Il licenziamento per motivi discriminatori è sempre nullo, indipendentemente dall’anzianità o dalla tipologia contrattuale del lavoratore. In tal caso, la legge prevede obbligatoriamente la reintegrazione sul posto di lavoro; il risarcimento del danno (compreso tra un minimo di 5 mensilità e l’integrale ristoro delle retribuzioni perse); nonché il versamento dei contributi previdenziali per il periodo di allontanamento.

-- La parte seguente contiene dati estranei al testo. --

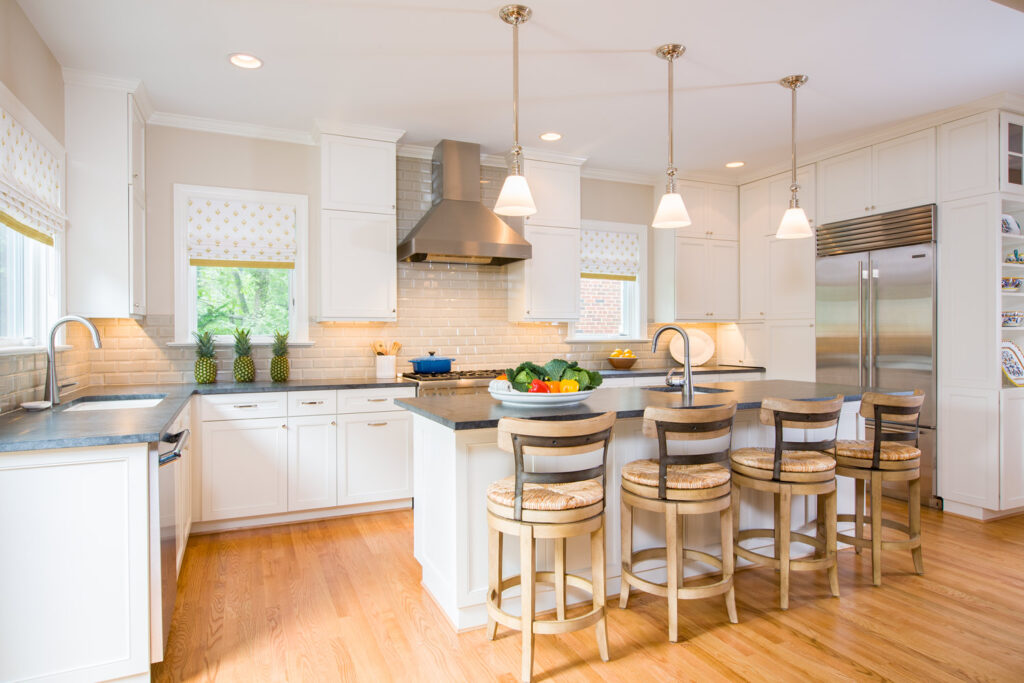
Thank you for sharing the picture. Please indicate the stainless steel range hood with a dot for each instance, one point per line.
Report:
(458, 228)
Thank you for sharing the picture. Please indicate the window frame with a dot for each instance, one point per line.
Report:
(638, 326)
(185, 308)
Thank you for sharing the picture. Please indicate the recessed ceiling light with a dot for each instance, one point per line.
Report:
(243, 60)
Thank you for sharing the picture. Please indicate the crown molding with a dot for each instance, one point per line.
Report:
(230, 128)
(329, 127)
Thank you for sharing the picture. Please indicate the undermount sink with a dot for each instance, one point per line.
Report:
(669, 389)
(115, 402)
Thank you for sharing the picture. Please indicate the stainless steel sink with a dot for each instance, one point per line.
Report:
(114, 402)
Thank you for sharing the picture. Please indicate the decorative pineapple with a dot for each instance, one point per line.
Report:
(206, 367)
(245, 369)
(279, 364)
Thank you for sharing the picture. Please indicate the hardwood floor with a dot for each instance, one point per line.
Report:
(341, 600)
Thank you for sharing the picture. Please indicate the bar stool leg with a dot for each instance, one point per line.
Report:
(672, 570)
(728, 561)
(597, 561)
(858, 512)
(527, 578)
(494, 575)
(913, 503)
(560, 578)
(784, 506)
(626, 520)
(877, 527)
(832, 542)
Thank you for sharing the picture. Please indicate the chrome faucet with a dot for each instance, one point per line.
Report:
(52, 390)
(687, 387)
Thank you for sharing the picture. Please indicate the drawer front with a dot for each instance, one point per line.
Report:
(312, 402)
(372, 400)
(244, 406)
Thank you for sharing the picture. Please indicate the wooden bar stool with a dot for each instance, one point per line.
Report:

Tutele per vizi procedurali nel licenziamento

Se il datore di lavoro non rispetta le formalità richieste dalla legge per il licenziamento (ad esempio, mancata comunicazione scritta o omessa audizione del lavoratore in caso di licenziamento disciplinare), il licenziamento può essere dichiarato illegittimo.

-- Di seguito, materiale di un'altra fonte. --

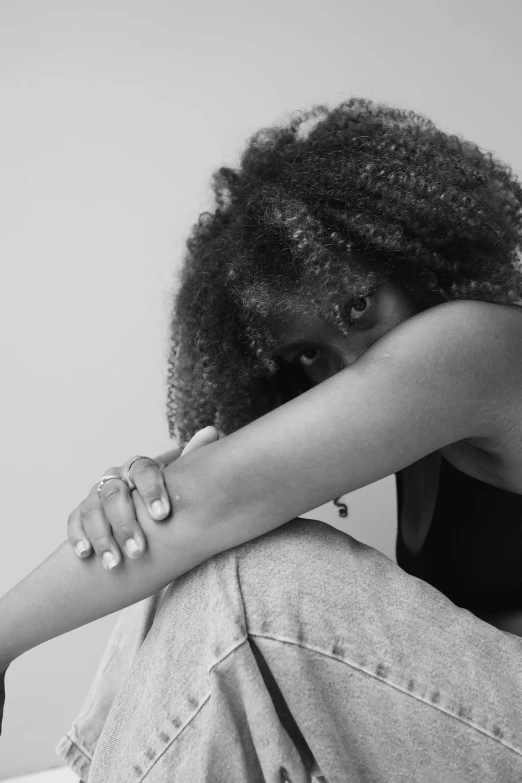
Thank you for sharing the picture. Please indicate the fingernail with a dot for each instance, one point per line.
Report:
(109, 561)
(131, 547)
(158, 509)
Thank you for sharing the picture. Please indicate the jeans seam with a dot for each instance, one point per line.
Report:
(362, 670)
(199, 708)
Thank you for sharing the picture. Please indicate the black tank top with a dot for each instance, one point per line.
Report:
(473, 550)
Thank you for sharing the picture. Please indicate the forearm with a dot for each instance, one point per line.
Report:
(350, 431)
(64, 592)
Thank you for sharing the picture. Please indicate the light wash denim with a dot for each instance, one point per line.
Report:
(301, 655)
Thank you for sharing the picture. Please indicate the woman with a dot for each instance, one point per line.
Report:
(350, 310)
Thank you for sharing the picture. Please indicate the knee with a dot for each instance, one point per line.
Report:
(301, 567)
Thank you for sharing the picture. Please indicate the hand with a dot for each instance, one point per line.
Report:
(107, 523)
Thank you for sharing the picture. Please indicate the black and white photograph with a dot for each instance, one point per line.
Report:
(261, 391)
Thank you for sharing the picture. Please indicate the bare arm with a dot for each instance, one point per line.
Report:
(429, 382)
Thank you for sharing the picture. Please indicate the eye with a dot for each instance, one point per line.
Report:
(308, 357)
(358, 307)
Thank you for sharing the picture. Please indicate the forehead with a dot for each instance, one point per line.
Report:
(291, 327)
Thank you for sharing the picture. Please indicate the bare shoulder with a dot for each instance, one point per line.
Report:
(464, 360)
(493, 333)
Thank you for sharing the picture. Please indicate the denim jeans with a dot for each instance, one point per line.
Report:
(301, 655)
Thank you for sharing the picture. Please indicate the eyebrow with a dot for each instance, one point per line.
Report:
(289, 347)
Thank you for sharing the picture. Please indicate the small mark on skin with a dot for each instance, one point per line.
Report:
(338, 650)
(465, 713)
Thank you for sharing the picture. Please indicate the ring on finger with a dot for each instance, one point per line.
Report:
(128, 479)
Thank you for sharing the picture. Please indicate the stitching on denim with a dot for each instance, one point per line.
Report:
(393, 685)
(182, 729)
(73, 739)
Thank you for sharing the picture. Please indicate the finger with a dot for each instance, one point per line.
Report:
(201, 438)
(77, 535)
(120, 512)
(98, 531)
(150, 483)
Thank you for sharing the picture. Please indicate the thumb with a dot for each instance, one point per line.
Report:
(201, 438)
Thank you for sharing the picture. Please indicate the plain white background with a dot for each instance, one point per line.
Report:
(114, 113)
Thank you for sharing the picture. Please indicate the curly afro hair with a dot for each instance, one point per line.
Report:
(336, 201)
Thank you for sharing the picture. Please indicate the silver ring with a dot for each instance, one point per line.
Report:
(106, 478)
(128, 479)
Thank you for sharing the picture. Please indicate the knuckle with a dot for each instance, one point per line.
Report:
(153, 492)
(112, 491)
(101, 543)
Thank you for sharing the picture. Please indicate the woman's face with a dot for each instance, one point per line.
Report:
(322, 350)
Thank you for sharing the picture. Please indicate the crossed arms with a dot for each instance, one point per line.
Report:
(431, 381)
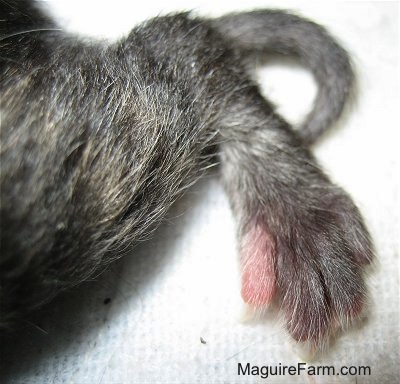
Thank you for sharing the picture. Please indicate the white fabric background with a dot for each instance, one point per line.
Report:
(184, 283)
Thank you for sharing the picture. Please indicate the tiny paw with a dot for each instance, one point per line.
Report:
(311, 262)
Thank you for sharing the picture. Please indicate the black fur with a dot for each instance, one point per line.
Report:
(97, 142)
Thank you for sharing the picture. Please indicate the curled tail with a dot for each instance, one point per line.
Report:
(277, 31)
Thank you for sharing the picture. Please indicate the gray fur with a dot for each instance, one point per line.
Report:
(97, 142)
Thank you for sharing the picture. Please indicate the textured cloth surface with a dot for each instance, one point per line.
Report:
(143, 320)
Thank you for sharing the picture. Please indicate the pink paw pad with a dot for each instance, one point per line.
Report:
(258, 269)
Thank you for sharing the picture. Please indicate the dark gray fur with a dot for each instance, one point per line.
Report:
(97, 142)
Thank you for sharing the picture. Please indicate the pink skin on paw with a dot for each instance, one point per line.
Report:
(258, 272)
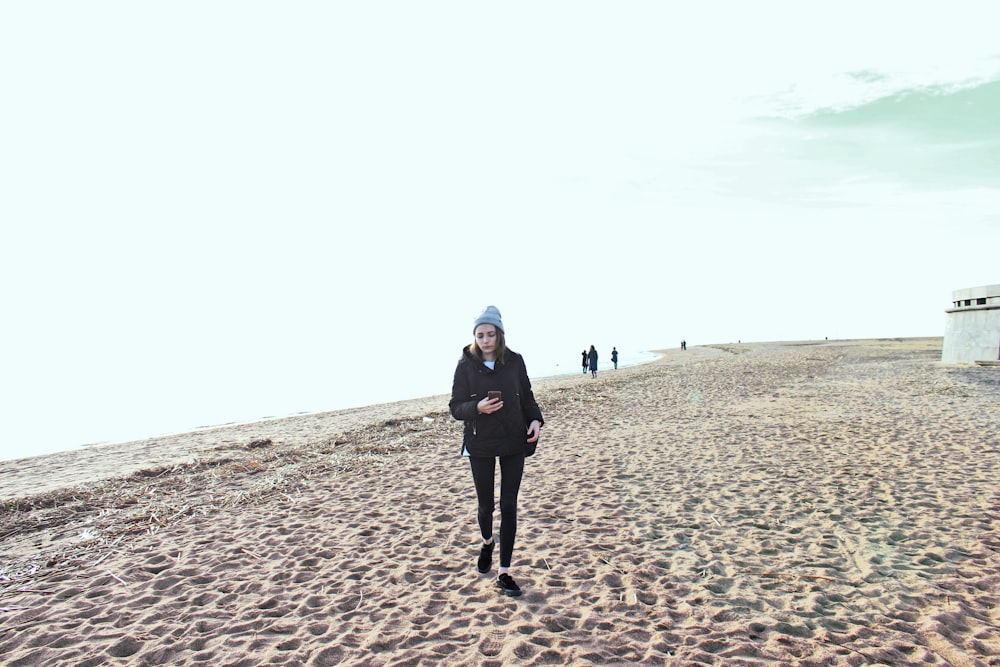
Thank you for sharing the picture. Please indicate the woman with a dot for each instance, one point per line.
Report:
(492, 395)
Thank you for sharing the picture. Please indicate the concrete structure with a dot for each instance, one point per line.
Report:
(972, 330)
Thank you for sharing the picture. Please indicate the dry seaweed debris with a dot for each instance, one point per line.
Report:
(83, 524)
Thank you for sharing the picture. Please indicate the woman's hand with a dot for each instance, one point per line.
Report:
(488, 406)
(534, 430)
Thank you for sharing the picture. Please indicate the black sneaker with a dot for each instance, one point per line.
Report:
(507, 585)
(486, 557)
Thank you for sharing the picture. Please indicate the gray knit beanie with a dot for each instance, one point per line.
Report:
(490, 316)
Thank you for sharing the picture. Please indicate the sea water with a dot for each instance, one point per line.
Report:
(111, 413)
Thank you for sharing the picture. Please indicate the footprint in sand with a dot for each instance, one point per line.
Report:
(493, 644)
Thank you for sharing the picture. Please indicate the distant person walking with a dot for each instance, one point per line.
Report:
(492, 395)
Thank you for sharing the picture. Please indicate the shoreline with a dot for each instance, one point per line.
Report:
(59, 470)
(813, 502)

Le conseguenze variano a seconda della normativa applicabile:

  • Per i lavoratori con contratto ante Jobs Act, il datore può essere obbligato alla reintegrazione o al pagamento di un’indennità significativa.
  • Per i lavoratori con contratto a tutele crescenti, è previsto un risarcimento economico ridotto, generalmente compreso tra 2 e 12 mensilità.

Contributi previdenziali e licenziamento illegittimo

In caso di licenziamento illegittimo, il datore di lavoro è tenuto a versare i contributi previdenziali per tutto il periodo intercorrente tra il licenziamento e la sentenza di reintegrazione o il pagamento del risarcimento. Ciò garantisce che il lavoratore non subisca una penalizzazione ai fini pensionistici a causa del licenziamento illegittimo.

Quali sono i passaggi per impugnare un licenziamento?

  • Lettera di impugnazione: Il lavoratore deve impugnare formalmente il licenziamento inviando una lettera raccomandata A/R o una PEC al datore di lavoro entro 60 giorni dalla ricezione del licenziamento (art. 6, l.n. 604/1966). In questa fase è consigliabile avvalersi dell’assistenza di un legale di fiducia per garantire che la lettera sia formulata correttamente e comprenda tutti gli elementi rilevanti.
  • Tentativo di conciliazione stragiudiziale: il lavoratore può tentare una conciliazione presso l’Ispettorato Territoriale del Lavoro (D.lgs. n. 124/2004) per risolvere la controversia in modo più rapido e meno oneroso. In questa fase, il lavoratore e il datore di lavoro possono raggiungere un accordo che, se sottoscritto ha valore legale e definitiva efficacia.
  • Ricorso al Tribunale del Lavoro: se la conciliazione non ha buon esito, il lavoratore può presentare un ricorso giudiziale entro 180 giorni dall’impugnazione. Il ricorso deve contenere una dettagliata esposizione dei fatti, le motivazioni della contestazione e le richieste del lavoratore, che possono includere reintegrazione o risarcimento. Nel procedimento il datore di lavoro ha l’onere di dimostrare la legittimità del licenziamento, mentre il lavoratore deve fornire elementi di prova relativi a eventuali discriminazioni, carenze procedurali o motivazioni fittizie.

Quali documenti sono necessari per impugnare un licenziamento?

Per impugnare un licenziamento, occorre raccogliere una serie di documenti che dimostrino le circostanze del rapporto di lavoro. Di seguito una tabella riepilogativa.

Documento

Descrizione e funzione

Contratto di lavoro

contiene le clausole che regolano il rapporto di lavoro.

Lettera di licenziamento

documento obbligatorio per legge (art. 2, l.n. 604/1966), deve indicare i motivi del licenziamento.

Comunicazioni aziendali

email, lettere o avvisi relativi al licenziamento o a provvedimenti disciplinari precedenti.

Buste paga

per calcolare eventuali danni economici subiti dal lavoratore.

Certificazioni INPS

possono essere utili per dimostrare periodi di lavoro non regolarmente dichiarati.

Prove di discriminazione

testimonianze, email o altri documenti che confermino che il licenziamento è avvenuto per motivi discriminatori.

Statuto aziendale o CCNL

regolamenti interni o CCNL applicabile.

Documentazione delle contestazioni disciplinari

eventuali richiami o lettere di contestazione che abbiano preceduto il licenziamento.